This project dives into Austin's Animal Shelters statistics to find how particular features, such as breed, influence a dog's outcome. The main goal is to discover trends hidden within the data and use them as drivers in machine learning models to predict their outcome. An optimized machine learning model utilizing the uncovered drivers could be used to develop a deeper understanding of how certain outcome types are reached and create a program to increase their chances for a positive outcome.
My intitial thoughts on this project is that an dog's outcome will be heavily influenced by their age and breed. Their color will have a small influence on their chances at being adopted. I also wanted to explore if their time in shelter somehow made them less desireable to potential adoptive parents.
- Acquire data
- Initial exploration with info and describe tables.
- Clean data.
- Create questions, visuals, and conduct statistical tests.
- Split data.
- Explore data on unscaled train set.
- Model using Classification.
Feature | Definition |
---|---|
animal_id | uniqe identifier for animal |
date_intake | date of intake |
intake_type | method in which animal was obtained |
intake_condition | condition/reason for animal intake |
animal_type | type of animal |
age_upon_intake | age of animal when obtained |
date_outcome | date of outcome |
date_of_birth | birth date |
outcome_type | outcome of animal: - adoption - return to owner - euthanasia - died |
sex_upon_outcome | sex of animal: - intact - neutered - spayed |
age_upon_outcome | age when outcome reached |
breed | breed of animal |
color | color(s) of animal |
time_in_shelter | time spent in shelter in days |
months_in_shelter | time spent in shelter in months |
age_months_outcome | age of animal in months when outcome reached |
age_years_outcome | age of animal in years when outcome reached |
- Data acquired from data.austintexas.gov. Download link found below in 'Steps to Reroduce'.
- Intakes data set: 148,133 rows
- Outcomes data set: 148,339 rows
- Each row represents a dog
- Each column represents the dogs features and background information
- Renamed columns to be user friendly.
- Merged intake and outcome dataframes
- 190,609 rows after merge
- Dropped nulls
- 190,511 rows after drop
- Coverted date columns to datetime data types.

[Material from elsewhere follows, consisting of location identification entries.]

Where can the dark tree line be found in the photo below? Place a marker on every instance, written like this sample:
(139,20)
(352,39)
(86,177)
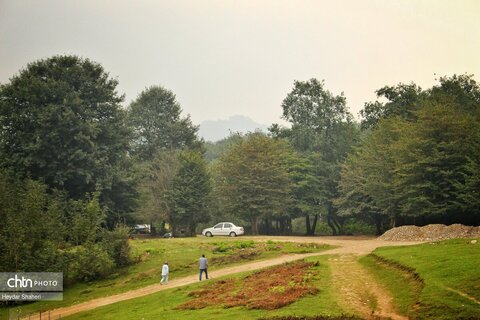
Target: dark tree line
(66,141)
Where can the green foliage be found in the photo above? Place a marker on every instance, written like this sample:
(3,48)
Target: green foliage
(90,262)
(419,166)
(61,122)
(45,232)
(31,231)
(253,181)
(188,198)
(116,244)
(323,132)
(157,125)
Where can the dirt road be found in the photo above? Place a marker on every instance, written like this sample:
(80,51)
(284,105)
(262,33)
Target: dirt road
(347,246)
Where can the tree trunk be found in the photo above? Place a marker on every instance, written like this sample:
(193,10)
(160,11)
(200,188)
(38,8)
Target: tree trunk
(311,228)
(254,223)
(378,224)
(331,225)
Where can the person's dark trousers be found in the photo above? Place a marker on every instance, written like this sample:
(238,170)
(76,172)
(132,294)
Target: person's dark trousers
(206,274)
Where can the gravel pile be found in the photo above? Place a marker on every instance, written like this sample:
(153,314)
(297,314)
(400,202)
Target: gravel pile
(432,232)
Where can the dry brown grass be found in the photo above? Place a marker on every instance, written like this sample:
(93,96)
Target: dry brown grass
(267,289)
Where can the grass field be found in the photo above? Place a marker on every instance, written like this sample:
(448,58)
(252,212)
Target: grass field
(437,280)
(182,255)
(165,304)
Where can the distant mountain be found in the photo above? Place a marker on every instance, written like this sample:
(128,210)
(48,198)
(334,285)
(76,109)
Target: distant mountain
(214,130)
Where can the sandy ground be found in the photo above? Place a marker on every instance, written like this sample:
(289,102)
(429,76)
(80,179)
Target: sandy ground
(350,278)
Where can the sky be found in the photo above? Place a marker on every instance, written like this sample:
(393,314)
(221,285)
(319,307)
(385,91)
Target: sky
(224,57)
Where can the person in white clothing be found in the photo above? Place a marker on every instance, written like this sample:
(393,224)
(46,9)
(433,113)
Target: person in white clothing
(164,273)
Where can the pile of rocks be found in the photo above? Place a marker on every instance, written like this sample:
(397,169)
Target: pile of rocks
(431,232)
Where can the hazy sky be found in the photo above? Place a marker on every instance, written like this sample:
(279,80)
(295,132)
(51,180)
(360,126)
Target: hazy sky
(223,57)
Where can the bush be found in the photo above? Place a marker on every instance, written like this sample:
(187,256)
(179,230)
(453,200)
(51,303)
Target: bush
(117,246)
(89,262)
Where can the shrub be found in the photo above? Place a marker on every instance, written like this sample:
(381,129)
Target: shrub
(90,262)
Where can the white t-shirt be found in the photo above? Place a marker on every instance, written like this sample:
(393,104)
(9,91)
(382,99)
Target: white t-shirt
(165,270)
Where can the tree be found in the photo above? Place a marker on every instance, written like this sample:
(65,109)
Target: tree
(156,181)
(323,130)
(157,125)
(188,197)
(402,102)
(254,181)
(368,179)
(61,123)
(436,155)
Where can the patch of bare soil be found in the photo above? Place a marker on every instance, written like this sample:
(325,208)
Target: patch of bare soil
(358,291)
(343,317)
(431,232)
(280,286)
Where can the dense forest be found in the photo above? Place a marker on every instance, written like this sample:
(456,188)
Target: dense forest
(78,167)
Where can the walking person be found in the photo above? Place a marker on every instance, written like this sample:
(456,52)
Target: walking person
(164,273)
(203,265)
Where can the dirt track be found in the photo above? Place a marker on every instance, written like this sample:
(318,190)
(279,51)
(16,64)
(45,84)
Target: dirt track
(347,246)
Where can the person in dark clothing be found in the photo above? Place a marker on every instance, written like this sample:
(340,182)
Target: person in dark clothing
(203,266)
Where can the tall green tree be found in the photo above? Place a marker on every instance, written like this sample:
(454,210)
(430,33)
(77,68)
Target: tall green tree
(254,181)
(418,163)
(61,123)
(155,117)
(322,129)
(401,102)
(435,159)
(189,196)
(156,181)
(368,178)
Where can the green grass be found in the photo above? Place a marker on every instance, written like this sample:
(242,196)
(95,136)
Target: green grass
(441,268)
(162,305)
(182,255)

- Subset dataframe for only dogs
- top 10 dog breeds (over 2000 breeds listed)
- top 10 colors
- Subset outcome types for:
- adoption
- return to owner
- euthanasia
- died
- After all subsets: 20,137 rows left
- Dropped columns:
- found location
- outcome subtype
- duplicated columns from merge: breed, animal type, color, monthyear
- Feature engineered new columns using existing data.
- time in shelter
- months in shelter
- age in months upon outcome
- age in years upon outcome
- Split data into three sets (56/24/20):
- train
- validate
- test
Questions
- Does the breed influence their chances of being placed in a home?

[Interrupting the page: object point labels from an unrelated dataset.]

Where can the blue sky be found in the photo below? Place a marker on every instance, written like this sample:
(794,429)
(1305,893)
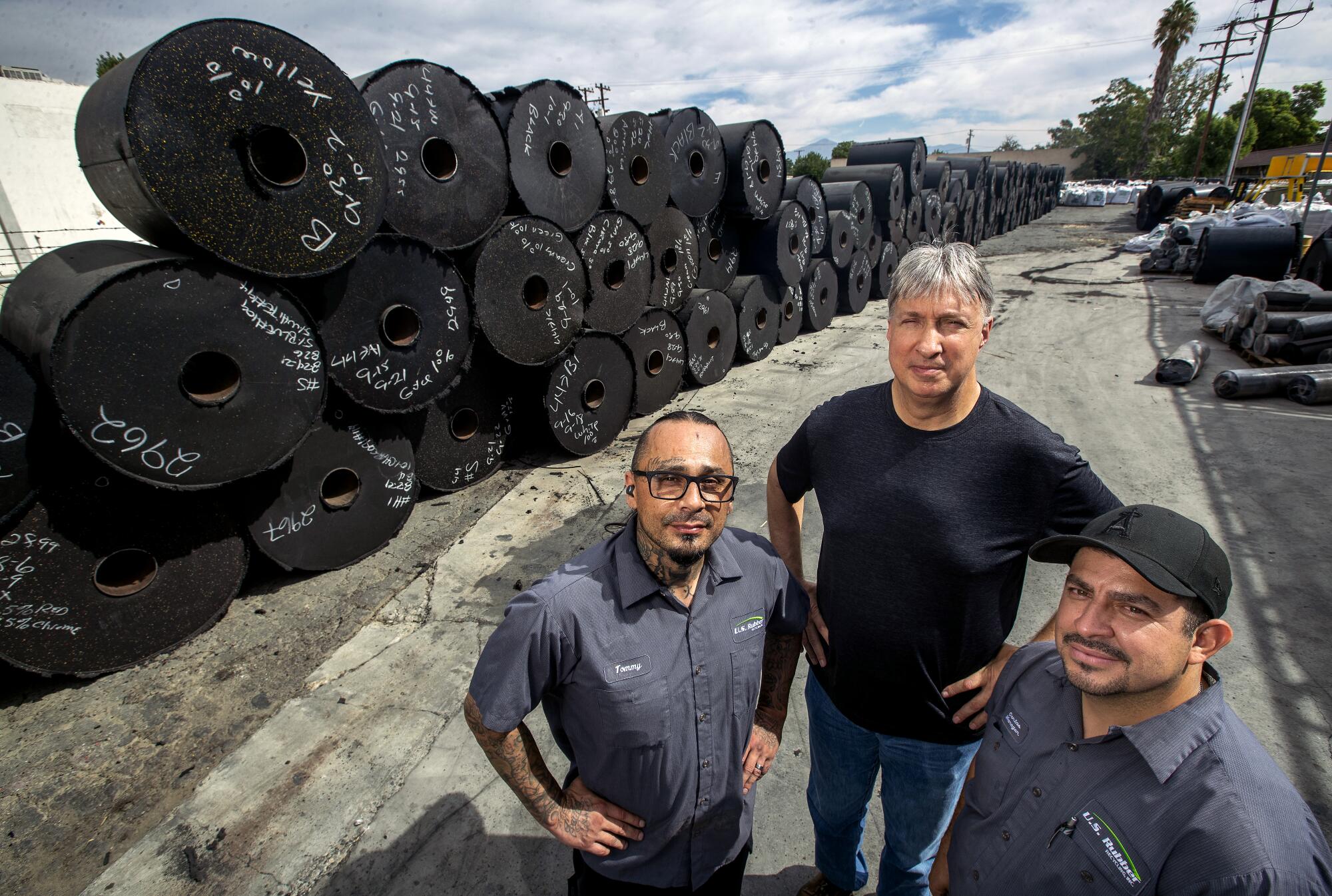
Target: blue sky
(848,70)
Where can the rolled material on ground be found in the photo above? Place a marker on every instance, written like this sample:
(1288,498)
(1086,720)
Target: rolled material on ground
(853,199)
(841,243)
(909,154)
(1254,252)
(1311,389)
(238,140)
(528,286)
(1255,383)
(809,192)
(346,495)
(757,314)
(1311,327)
(711,336)
(637,167)
(589,393)
(1183,364)
(854,284)
(89,593)
(780,247)
(170,369)
(396,324)
(756,168)
(620,272)
(466,432)
(557,158)
(719,250)
(657,348)
(821,295)
(448,162)
(791,314)
(18,412)
(673,246)
(697,159)
(885,183)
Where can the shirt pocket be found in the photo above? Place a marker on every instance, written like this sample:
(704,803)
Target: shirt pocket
(637,716)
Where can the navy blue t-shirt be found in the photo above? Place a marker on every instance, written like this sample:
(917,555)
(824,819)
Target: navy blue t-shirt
(925,547)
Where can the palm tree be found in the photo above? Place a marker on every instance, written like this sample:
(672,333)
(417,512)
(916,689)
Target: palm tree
(1173,31)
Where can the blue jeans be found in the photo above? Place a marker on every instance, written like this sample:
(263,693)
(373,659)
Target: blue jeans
(921,786)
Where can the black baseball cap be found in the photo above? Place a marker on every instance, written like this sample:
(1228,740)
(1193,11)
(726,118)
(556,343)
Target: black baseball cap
(1171,552)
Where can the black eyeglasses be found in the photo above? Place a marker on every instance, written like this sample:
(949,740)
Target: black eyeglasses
(667,485)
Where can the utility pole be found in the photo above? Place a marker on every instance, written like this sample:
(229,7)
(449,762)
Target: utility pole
(1258,66)
(1221,70)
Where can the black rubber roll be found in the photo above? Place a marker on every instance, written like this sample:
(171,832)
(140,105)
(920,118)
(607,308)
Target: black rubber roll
(757,316)
(697,159)
(528,286)
(821,295)
(637,167)
(853,198)
(756,168)
(447,158)
(885,183)
(105,573)
(657,348)
(620,272)
(884,272)
(909,154)
(673,246)
(170,369)
(18,412)
(557,159)
(1253,252)
(809,192)
(719,251)
(711,336)
(791,315)
(780,247)
(346,495)
(854,284)
(841,243)
(463,436)
(396,324)
(239,140)
(589,393)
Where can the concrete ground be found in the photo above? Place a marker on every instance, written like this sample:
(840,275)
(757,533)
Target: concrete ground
(358,774)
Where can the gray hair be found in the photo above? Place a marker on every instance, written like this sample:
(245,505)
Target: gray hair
(932,270)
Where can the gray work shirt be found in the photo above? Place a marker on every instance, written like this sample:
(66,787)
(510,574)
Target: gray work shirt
(652,704)
(1185,803)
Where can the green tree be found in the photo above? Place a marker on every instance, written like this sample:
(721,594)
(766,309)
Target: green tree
(109,62)
(811,164)
(1173,31)
(1282,119)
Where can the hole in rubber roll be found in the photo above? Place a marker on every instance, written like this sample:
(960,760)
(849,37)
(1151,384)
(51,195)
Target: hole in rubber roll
(340,489)
(276,156)
(400,326)
(560,158)
(464,424)
(210,379)
(595,393)
(439,159)
(536,291)
(125,573)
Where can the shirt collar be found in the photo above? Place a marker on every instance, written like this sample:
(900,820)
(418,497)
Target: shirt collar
(637,582)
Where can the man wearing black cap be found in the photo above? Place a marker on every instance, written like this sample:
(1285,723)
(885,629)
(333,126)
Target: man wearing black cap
(1113,764)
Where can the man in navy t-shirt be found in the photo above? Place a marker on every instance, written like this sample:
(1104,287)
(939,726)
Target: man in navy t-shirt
(932,491)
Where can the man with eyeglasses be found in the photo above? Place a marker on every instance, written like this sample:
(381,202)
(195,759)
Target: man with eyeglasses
(663,658)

- Does their color influence their chances of being placed in a home?
- Does their time in a shelter decrease their desirability to potential adoptive parents?
- Does their age influence their chances of being adopted?
All four features being tested for significance proved to influence the target variable, outcome type. There were a couple of values in particular that stood out in the visuals. Pit Bulls are being adopted or returned to their owners at a higher rate. Black and white dogs are being adopted at a drastically higher rate than dogs of different colors. Turnover rate for time in shelter to adoption is higher for adoption than other outcome types. As for age, it has a slight influence when it comes to adoption, but has a increased influence when it comes to being returned to their owner.
- Given more time, I would delve deeper into the data and explore how different features influence outcome type. Features to look into:
- intake type (stray, owner surrender, abandoned, etc.)
- intake condition (normal, sick, pregnant, nursing, etc.)
- sex upon outcome (intact, neutered, spayed)
- I would also recommend exploring the adoption rates of individual breeds based on their color.
- Clone this repo.
- Download data:
- Use functions in acquire.py to upload data
- Use functions in prepare.py to clean and prep data.
- Use functions in visual.py to plot the charts.
- Use same configurations for models.